Von Anja Nehls | 08.11.2012
    Erst vor wenigen Monaten erkrankten 11.000 Kinder an Brechdurchfall, weil chinesische Erdbeeren mit Noroviren belastet waren. Im vergangenen Jahr forderte die Ehec-Epidemie über 40 Todesopfer - Grund waren belastete Sprossen-Samen aus Ägypten. Das Vertrauen der Verbraucher in die Lebensmittelüberwachung in Deutschland hat dadurch gelitten:

    "Kann viel draufstehen, aber im Endeffekt, wo es herkommt, ist was anderes."

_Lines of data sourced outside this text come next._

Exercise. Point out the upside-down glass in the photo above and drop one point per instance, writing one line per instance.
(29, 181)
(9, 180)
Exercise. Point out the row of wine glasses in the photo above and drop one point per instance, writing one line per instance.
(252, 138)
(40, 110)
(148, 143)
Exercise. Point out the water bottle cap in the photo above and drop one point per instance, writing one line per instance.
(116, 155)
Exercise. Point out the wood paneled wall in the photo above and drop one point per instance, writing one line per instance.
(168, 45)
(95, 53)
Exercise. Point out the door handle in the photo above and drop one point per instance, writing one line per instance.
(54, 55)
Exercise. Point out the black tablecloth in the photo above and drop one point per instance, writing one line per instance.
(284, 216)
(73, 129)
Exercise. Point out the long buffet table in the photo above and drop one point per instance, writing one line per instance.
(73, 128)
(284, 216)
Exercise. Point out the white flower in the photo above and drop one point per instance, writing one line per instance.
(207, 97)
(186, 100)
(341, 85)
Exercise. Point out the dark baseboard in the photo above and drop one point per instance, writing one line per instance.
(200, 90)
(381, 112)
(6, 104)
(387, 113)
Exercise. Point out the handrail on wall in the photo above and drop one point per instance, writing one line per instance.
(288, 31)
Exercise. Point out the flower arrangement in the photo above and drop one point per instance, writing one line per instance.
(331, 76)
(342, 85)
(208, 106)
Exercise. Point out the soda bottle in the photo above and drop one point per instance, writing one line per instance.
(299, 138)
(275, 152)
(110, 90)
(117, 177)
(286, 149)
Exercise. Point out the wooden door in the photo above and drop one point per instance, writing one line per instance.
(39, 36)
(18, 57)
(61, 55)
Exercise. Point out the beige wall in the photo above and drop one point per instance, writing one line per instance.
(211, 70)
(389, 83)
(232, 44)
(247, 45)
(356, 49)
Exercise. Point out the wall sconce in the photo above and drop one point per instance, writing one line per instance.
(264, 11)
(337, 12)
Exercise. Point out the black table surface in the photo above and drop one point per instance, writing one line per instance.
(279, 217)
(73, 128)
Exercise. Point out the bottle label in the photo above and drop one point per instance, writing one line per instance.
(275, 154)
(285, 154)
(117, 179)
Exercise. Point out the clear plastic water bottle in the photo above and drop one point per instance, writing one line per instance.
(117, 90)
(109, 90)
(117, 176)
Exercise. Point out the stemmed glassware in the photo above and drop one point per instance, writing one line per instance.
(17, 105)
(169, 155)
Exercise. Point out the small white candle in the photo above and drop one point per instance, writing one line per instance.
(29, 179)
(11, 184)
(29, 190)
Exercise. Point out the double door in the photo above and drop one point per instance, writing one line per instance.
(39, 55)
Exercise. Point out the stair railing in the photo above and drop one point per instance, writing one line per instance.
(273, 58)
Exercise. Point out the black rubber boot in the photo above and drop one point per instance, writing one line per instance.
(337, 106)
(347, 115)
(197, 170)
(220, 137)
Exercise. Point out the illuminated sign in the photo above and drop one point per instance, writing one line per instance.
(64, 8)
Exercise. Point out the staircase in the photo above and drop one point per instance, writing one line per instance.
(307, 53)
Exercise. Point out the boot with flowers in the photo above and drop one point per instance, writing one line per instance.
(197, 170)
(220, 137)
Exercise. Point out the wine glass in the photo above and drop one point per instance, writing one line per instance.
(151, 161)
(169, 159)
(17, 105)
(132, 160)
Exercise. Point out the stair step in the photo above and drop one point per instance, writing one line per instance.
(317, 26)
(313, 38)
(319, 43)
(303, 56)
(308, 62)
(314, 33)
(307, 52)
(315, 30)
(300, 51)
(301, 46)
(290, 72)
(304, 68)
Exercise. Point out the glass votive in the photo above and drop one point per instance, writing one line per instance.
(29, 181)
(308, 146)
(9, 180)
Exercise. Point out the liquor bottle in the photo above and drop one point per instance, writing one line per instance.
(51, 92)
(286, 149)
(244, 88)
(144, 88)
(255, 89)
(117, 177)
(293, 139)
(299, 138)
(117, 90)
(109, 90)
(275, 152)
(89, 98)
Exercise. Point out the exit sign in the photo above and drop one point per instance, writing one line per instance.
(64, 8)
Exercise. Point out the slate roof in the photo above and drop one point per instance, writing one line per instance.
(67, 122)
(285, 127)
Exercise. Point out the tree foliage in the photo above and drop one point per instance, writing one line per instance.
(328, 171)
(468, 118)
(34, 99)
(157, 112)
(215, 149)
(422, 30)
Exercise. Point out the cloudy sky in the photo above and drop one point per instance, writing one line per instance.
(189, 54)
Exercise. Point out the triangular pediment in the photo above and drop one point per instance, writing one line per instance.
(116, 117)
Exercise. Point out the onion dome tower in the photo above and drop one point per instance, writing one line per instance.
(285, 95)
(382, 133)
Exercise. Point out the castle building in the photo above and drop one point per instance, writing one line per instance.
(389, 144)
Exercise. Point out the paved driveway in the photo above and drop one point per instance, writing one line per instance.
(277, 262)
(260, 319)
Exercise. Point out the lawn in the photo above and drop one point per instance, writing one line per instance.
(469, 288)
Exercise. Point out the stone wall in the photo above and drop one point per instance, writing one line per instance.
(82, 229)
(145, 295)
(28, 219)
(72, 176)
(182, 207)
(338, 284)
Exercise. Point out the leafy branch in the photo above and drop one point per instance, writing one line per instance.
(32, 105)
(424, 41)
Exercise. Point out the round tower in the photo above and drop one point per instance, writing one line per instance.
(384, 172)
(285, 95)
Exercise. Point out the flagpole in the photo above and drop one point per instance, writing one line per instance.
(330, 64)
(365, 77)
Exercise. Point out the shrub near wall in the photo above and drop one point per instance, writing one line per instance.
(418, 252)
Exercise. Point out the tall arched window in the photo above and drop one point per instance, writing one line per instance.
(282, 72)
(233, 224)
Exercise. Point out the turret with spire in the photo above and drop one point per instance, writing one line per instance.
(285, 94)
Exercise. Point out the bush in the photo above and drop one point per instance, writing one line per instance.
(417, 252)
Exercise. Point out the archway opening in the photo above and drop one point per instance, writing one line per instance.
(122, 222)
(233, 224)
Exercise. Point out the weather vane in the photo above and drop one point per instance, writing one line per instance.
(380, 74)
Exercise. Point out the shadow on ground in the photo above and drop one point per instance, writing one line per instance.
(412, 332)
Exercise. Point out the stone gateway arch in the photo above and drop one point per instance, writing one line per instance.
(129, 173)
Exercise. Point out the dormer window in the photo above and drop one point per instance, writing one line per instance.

    "Natürlich kann man da auch nicht überblicken, was tatsächlich nach Deutschland reinkommt, egal, welche Produkte es sind."

    "Ich habe drei Kinder, mehr Kontrollen wären ganz gut."

    "Irgendwo in Restaurants, wie das da zum Teil abläuft, also wird viel zu locker mit umgegangen bei uns."

    "Im Bereich der Vorsorge und der Überprüfung muss eigentlich genau soviel oder noch mehr getan werden."

    Komplett verhindern kann die Lebensmittelkontrolle solche Epidemien durch belastete Lebensmittel nicht, das hat der Präsident des Bundesamtes für Verbraucherschutz und Lebensmittelsicherheit BVL, Dr. Helmut Tschiersky-Schöneburg, heute eingeräumt. Denn viele Lebensmittel gelangen aus dem Ausland nach Deutschland. Darauf soll nicht verzichtet werden, denn der internationale Lebensmittelhandel bereichert auch unseren Essenstisch:

    "Wir sehen natürlich, dass mit der Globalisierung die Risiken zu uns kommen können, und das BVL steuert dem entgegen, indem wir beispielsweise Projekte und Kooperationen mit Behörden in Ursprungsländern eingehen, um ihnen die Möglichkeit zu geben, sich so aufzustellen, dass sie unseren Sicherheitsanforderungen genüge tun können."

    Mittels Schnellwarnmeldungen werden zum Beispiel die Behörden in Europa informiert, wenn an den Grenzen zum Beispiel durch Keime belastete Lebensmittel zurückgewiesen werden. Fast jede vierte Probe wird dort beanstandet. Bei Kontrollen auf Pflanzenschutzmittel fallen Lebensmittel aus dem Ausland weit häufiger auf, als die aus einheimischer Produktion. Schwieriger noch ist die Kontrolle des Internethandels. Wein, Konserven, Schinken und sogar Brot, fast alles kann heutzutage über das Internet bestellt werden, das kommt per Post. Die Anbieter sitzen häufig im Ausland. 40 Prozent der Onlinehändler sind in Deutschland nicht registriert. Die möchte das BVL unter Überwachung der Lebensmittelaufsicht bringen. Eine Projektgruppe soll nun eine dauerhafte Einrichtung werden und sich schwerpunktmäßig damit beschäftigen:

    "Indem Suchmaschinen ganz gezielt das Internet durchsuchen nach solchen Anbietern, die Zahlungsverkehr haben, wenn es sich um Lebensmittelanbieter handelt, werden uns diese Suchergebnisse gemeldet und wir geben sie an die zuständigen Behörden der Bundesländer weiter."

    Denn die Lebensmittelkontrolle ist Ländersache. Das Bundesamt kann lediglich bestimmte Bereiche koordinieren. Einen Schwerpunkt des bundesweiten Überwachungsplanes im vergangenen Jahr bildeten zum Beispiel Großküchen und Kantinen. Mehr als 1000-mal wurde in allen Bundesländern kontrolliert, mit im Durchschnitt sehr guten bis guten Ergebnissen.

    Weit bedenklichere Ergebnisse erbrachten die Kontrollen in Restaurants, die sich damit beschäftigten, ob der Gast tatsächlich das auf dem Teller vorfindet, was die Speisekarte verspricht. In fast jedem zweiten Fall wurden nicht Seezungenfilet serviert, wenn Seezunge versprochen war, sondern eine billigere Fischart.
    Fast eine Million Kontrollbesuche in über einer halben Millionen Betriebe haben die Mitarbeiter der Lebensmittelüberwachung der Bundesländer im vergangenen Jahr durchgeführt. In jedem vierten Betrieb gab es Beanstandungen – hauptsächlich wegen mangelnder Hygiene. Von ebenfalls fast einer halben Millionen Lebensmittelproben waren 13 Prozent nicht ganz in Ordnung.